Religionists criticize reason as hopeless and embrace faith. By doing so, they espouse herd mentality and preach against the lone rational materialist. Religion is a trick of the mind used to deny the most obvious realities: the mortal chaotic life . . . the evolving ever-changing organic universe. The beauty of religion’s explanation is the Absolute. Truth is supplied by the vendor. Logic and science can happily be disregarded by the buyer. To seller goes wealth and authority. To the purchaser, simplicity and conformity, and often, impoverishment.
And to the rational materialist?
When people choose the irrational, we are all losers, even the winners. Western Civilization depends on reason. Christian philosophers like Eric Voegelin believe contrarily that it depends on Christianity. They see the Dark Ages , which they called the Middle Ages, as a moral achievement, and in general, God, especially the Christian one, as an indisputable teleological fact. To think that we have to share the planet with them after all this time. Last century’s Fascism and Communism were bad enough. Now there’s a Christian whitewash: 21st Century Hermeticism. Will these Western political philosophers ever get over Plato? He’s the one to discover the hidden other-world of the gods and envision the first utopian closed society.
Martin Heidegger is the moral compass for the new ecumenical age. He’s the philosopher who sold-out Edmund Husserl to Nazism but called it something other than betrayal and iniquity. Voegelin professed that the rise of violent cult ideologies like Nazism was the world’s spiritual pathology. He couldn’t see the connection between Christianity and Marxism and this makes him as foolish as Friedrich Nietzsche, last century’s moral guide for egocentricity and nihilism. Nietzsche’s school of thought helped produce all sorts of obnoxious beliefs, including Fascism and Nazism. But that’s the thing about religion and philosophy, they don’t take any responsibility for the ideas they spread. And if anything goes wrong, it’s never their fault.
Religion promotes the herd instinct and the herd instinct promotes religion
In The Little Book of Atheist Spirituality, André Comte-Sponville, asks the question, “What would the Western world be without Christianity?” He poses it as if to say we could have done worse.
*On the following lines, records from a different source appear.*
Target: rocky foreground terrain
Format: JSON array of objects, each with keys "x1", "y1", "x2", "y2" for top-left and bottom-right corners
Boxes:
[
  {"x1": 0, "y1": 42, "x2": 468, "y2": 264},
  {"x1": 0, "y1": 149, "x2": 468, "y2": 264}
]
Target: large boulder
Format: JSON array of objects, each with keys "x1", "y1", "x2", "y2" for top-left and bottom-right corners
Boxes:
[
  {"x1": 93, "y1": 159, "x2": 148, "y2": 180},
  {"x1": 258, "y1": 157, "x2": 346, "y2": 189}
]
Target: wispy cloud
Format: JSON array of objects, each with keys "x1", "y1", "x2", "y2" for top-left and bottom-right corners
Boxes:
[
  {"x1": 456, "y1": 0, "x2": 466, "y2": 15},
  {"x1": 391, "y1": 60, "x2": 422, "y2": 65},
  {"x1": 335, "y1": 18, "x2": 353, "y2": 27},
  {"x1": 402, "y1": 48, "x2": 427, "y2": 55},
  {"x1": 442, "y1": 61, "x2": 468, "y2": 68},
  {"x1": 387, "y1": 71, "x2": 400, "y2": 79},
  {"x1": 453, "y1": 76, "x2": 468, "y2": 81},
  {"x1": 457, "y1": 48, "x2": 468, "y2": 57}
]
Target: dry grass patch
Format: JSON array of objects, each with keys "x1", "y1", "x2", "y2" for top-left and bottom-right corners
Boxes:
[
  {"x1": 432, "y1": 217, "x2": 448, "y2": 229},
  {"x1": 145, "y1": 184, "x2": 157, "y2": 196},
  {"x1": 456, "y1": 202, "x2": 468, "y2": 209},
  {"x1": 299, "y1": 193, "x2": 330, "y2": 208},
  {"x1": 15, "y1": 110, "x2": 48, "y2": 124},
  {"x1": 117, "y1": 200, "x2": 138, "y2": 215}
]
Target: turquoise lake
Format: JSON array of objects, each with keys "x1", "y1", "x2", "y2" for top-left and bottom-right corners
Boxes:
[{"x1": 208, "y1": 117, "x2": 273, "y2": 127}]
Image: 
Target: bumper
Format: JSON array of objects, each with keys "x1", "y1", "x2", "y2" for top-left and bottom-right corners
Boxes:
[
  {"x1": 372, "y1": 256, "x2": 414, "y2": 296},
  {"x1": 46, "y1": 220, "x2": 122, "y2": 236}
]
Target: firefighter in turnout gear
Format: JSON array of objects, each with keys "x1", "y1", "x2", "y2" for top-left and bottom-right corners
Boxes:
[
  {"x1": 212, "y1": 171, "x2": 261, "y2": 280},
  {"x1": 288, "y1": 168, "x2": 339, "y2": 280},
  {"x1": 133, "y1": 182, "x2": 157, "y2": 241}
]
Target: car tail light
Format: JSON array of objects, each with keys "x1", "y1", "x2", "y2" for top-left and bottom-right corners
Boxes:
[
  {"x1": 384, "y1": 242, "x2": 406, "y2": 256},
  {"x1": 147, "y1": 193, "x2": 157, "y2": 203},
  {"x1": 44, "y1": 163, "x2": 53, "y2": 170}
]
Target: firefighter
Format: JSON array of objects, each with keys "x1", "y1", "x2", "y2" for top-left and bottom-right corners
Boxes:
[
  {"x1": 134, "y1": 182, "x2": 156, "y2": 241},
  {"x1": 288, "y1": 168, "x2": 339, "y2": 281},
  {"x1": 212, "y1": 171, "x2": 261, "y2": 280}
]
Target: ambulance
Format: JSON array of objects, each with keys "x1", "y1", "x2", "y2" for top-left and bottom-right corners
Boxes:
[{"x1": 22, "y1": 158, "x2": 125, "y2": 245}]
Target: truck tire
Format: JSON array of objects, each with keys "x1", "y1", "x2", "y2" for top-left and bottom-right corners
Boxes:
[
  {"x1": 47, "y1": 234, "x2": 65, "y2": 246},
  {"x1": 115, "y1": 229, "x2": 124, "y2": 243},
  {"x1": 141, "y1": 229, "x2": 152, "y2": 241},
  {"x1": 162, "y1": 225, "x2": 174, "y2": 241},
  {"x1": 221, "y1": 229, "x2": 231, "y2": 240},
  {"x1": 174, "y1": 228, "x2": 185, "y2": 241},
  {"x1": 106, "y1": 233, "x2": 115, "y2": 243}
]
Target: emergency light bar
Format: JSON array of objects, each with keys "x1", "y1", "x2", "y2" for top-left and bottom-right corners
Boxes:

Without Christianity the Western world would be an exceedingly better place. It’s a Platonic sun-religion preoccupied with otherworldliness. Given their views on sex, there’s a chance that the world wouldn’t be so overpopulated, thus the threat of global warming would be lessened . . . a good opportunity exists also that there would have been no Dark Ages so the industrial revolution would have occurred much sooner . . . no anti-Semitism, so robbed of their scapegoat, no Nazism. There’s an even better gamble that there would have been no Marxism (since the two systems are based in the same marginal ethics of selflessness) and therefore no enormous figures of democide in the 19th century; no Joseph Smith, so no racist Evangelistic cults in America; no Catholic church, so imagine tens of thousands of educated young through the centuries unbroken by sexual predators; no forced conversion of native peoples; no Catholic Protestant wars of intolerance; no afterworld forgiveness-clause for life’s mismanagers . . . the list is seemingly endless, but most importantly, without Christianity there would have been no vehicle to carry Platonism and Neo-Platonism into the post-industrial centuries. Humankind could have embraced modernity without the psychological handicap of an altruistic anti-libertarian mentality.